In der Artikelreihe "Wie reden wir eigentlich miteinander?" beschäftigen wir uns mit verschiedenen Formen und Theorien der Kommunikation. Viele dieser Methoden werden in der Psychologie gelehrt – oft sind sie so simpel wie logisch. Sie lassen sich ohne Aufwand in unser tägliches Leben integrieren. Wir von ze.tt denken, dass eine vernünftige Debattenkultur wichtig für unser Miteinander ist.

Wir haben diese Serie gestartet, um vor der Bundestagswahl zu erforschen, was es für eine vernünftige Debattenkultur braucht. Im Gespräch von Angesicht zu Angesicht und im Netz, wo sich mittlerweile ein Großteil unserer Kommunikation abspielt. Unsere Social-Media-Kanäle sind die Klärbecken unserer Debattenkultur, nirgends ist so offensichtlich, was falsch läuft – so lautete anfangs meine persönliche Grundthese.

Aber bevor wir uns Gedanken darüber machen, wie wir im Netz miteinander sprechen, sollten wir erstmal darüber reden, wie wir eigentlich Face-to-Face miteinander reden.

Als würde man gemeinsam einen Film kritisieren

Der Fachbegriff dafür ist Metakommunikation. Sie dient der Reflexion über uns, über andere und über Kommunikation an sich. "Metagespräche befassen sich vor allem mit der Art und Weise, wie Menschen miteinander kommunizieren, also mit ihrer Beziehung. Außerdem geht es fast immer darum, herauszufinden, ob beim anderen auch genau das angekommen ist, was man ihm oder ihr mittels Sprache und Verhalten vermitteln wollte", schreibt der Psychotherapeut Herbert Mück.

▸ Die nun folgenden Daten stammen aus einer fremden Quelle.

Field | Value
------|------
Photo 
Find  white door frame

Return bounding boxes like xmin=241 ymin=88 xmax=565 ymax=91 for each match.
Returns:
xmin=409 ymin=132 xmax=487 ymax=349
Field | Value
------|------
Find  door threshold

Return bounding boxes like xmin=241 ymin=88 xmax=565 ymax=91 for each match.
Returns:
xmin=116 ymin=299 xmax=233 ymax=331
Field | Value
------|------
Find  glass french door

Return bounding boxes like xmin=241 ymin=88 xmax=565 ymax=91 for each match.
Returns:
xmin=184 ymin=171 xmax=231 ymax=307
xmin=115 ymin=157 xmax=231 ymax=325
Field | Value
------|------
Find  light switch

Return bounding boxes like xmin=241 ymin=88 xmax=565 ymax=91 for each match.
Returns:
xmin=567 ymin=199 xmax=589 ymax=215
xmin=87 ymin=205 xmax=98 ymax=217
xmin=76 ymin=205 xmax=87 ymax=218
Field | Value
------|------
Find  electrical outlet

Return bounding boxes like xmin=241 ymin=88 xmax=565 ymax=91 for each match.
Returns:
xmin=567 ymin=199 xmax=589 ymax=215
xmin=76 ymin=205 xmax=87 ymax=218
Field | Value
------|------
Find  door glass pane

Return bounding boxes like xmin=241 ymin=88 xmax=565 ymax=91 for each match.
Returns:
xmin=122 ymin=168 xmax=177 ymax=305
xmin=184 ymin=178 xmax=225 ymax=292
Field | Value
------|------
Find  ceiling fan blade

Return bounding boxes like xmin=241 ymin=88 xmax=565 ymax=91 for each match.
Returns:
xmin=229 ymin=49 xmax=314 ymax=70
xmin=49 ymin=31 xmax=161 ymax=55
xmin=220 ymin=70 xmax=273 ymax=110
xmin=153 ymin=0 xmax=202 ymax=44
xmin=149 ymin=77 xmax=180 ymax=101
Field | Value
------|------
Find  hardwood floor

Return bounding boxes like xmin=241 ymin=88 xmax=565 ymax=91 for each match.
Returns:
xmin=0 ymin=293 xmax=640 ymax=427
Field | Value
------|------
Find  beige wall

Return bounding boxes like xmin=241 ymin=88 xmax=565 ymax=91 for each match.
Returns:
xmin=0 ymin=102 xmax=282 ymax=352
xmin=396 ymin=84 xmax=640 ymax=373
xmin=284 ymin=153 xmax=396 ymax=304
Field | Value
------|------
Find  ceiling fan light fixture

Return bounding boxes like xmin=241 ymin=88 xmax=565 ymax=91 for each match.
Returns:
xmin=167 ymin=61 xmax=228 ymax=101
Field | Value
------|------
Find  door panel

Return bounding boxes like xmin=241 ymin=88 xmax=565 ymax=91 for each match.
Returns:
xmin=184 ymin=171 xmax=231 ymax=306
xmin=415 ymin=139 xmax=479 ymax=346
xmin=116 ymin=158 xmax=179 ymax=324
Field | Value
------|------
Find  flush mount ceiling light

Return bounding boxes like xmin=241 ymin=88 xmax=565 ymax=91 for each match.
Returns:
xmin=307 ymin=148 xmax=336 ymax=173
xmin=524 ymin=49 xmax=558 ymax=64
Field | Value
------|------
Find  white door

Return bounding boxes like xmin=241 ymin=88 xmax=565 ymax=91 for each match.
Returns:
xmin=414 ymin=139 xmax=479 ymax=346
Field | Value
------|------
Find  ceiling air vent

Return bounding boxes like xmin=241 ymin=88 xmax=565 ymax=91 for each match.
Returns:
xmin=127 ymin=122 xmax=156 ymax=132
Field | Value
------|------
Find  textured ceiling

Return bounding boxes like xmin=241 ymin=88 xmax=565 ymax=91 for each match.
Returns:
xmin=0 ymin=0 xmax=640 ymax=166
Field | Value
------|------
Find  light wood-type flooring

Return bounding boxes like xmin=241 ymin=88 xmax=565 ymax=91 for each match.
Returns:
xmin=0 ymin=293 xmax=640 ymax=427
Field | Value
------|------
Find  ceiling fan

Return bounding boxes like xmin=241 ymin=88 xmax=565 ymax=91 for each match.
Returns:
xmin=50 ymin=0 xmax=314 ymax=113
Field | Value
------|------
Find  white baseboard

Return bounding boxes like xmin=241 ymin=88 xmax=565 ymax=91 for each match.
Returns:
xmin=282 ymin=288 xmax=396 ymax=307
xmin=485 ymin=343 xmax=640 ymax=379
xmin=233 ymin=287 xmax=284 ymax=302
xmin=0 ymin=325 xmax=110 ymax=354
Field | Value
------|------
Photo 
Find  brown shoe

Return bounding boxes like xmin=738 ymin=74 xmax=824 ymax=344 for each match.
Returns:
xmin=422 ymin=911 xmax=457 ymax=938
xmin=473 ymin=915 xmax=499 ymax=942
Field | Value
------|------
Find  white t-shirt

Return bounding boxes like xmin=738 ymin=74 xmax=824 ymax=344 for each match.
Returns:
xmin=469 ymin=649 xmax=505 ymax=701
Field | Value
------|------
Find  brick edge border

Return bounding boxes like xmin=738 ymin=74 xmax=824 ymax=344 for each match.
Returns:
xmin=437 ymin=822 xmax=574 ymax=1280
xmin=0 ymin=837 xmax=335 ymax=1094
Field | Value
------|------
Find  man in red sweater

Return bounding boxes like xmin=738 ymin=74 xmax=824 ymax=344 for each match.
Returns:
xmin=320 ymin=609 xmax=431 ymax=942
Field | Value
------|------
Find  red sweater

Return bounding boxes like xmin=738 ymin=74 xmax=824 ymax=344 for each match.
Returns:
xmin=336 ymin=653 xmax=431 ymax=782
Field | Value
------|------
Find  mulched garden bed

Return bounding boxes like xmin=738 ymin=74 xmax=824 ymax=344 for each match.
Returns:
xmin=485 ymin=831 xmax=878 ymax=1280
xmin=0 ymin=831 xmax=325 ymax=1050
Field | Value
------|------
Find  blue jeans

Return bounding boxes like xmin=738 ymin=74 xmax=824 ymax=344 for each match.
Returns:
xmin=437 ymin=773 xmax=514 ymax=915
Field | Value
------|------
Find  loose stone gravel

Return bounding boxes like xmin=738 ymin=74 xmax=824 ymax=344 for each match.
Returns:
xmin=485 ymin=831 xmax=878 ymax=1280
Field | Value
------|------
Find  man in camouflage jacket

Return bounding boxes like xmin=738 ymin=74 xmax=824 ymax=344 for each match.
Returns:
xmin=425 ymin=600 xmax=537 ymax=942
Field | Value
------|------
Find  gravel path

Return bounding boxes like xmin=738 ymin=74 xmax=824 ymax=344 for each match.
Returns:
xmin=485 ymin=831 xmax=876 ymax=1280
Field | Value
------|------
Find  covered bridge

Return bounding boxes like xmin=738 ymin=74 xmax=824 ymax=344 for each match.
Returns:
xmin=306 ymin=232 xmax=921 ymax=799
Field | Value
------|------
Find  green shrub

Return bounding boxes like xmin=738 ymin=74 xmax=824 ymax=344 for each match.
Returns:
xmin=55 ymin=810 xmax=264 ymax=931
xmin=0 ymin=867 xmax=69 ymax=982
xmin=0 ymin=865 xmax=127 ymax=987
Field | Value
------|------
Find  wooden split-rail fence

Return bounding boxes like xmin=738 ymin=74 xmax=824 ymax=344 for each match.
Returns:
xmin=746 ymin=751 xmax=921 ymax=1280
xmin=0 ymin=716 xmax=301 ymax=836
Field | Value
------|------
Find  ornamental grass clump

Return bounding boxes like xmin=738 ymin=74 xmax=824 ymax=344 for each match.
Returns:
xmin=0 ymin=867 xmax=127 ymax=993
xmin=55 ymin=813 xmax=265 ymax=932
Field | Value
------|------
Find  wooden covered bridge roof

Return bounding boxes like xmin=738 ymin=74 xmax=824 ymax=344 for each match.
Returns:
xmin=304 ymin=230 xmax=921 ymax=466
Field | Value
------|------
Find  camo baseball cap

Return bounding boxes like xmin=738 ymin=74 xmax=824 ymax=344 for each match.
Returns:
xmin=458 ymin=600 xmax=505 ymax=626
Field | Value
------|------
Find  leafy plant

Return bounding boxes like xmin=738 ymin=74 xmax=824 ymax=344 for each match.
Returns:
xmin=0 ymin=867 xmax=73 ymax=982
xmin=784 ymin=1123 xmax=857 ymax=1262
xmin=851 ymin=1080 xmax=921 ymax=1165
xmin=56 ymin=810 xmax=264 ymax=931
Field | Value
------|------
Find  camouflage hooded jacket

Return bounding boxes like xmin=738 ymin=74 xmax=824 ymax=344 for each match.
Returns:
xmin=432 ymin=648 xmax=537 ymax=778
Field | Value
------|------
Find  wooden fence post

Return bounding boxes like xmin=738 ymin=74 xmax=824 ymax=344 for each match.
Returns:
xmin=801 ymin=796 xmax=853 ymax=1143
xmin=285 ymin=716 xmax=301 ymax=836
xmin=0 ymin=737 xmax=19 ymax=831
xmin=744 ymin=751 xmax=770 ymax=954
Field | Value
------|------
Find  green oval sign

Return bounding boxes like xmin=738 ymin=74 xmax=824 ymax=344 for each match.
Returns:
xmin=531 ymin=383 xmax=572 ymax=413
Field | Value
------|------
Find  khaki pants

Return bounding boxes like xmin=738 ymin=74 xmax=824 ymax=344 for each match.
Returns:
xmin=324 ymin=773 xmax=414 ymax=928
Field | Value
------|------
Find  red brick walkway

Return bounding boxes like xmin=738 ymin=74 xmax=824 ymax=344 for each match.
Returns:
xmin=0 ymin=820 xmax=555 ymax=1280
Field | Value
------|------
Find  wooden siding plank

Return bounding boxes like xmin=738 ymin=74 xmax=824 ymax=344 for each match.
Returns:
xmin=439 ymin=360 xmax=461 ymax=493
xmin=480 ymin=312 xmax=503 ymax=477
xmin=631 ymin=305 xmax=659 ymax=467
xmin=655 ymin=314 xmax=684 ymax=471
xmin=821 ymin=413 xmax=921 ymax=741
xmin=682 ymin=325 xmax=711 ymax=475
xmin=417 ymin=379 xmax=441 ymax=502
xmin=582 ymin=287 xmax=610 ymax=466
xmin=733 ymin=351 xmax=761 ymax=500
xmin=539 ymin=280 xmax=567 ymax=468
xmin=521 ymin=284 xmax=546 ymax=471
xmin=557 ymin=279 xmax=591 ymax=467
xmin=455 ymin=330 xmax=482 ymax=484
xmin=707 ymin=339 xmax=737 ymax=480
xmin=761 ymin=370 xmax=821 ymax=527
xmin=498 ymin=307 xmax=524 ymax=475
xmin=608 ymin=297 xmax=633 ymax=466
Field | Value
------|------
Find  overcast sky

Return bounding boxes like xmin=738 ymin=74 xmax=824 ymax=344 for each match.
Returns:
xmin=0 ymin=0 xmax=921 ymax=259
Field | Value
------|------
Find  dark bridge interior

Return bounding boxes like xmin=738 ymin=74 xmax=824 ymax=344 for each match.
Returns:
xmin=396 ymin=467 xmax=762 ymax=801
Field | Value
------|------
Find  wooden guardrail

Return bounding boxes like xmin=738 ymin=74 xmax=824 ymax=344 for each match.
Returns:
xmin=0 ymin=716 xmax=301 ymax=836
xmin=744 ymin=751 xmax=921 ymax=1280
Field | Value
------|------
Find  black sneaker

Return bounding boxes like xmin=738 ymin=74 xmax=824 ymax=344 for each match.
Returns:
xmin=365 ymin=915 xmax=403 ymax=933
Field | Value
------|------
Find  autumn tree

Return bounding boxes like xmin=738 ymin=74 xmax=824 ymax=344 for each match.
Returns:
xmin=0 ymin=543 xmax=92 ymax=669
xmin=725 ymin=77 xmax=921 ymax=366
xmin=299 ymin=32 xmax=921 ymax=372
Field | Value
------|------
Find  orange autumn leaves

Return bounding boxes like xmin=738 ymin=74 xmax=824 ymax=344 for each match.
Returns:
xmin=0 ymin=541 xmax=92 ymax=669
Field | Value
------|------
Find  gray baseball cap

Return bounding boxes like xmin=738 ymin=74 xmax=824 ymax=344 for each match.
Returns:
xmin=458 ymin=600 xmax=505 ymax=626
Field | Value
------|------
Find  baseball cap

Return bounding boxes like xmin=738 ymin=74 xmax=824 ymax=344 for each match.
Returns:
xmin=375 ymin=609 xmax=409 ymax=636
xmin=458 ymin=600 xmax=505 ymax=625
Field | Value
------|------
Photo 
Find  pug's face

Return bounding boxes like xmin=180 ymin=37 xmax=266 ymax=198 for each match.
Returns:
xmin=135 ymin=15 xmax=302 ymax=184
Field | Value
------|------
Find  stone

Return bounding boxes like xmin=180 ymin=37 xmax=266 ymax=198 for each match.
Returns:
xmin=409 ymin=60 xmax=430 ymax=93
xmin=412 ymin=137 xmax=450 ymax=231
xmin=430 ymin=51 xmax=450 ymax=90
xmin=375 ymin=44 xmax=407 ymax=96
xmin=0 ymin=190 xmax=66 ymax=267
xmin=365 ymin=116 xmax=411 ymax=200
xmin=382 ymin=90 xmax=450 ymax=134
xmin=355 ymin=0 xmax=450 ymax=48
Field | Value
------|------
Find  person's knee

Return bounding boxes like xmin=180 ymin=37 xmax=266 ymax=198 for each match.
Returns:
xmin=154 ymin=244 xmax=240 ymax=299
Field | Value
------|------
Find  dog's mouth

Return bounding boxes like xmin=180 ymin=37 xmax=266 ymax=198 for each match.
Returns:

"Sie sind ein ausgezeichnetes Instrument, um gute Beziehungen herzustellen und zu pflegen." Und dafür, künftigen Konflikten vorzubeugen. Konflikte seien jedoch nicht das einzige Haupterschwernis einer guten Kommunikation. "Dazu gehören auch einseitige Monologe, ständiges Unterbrechen des anderen und fehlendes gegenseitiges Aufeinandereingehen. Solche Verhaltensweisen lassen sich ebenfalls in Metagesprächen thematisieren und dann künftig – hoffentlich – ändern."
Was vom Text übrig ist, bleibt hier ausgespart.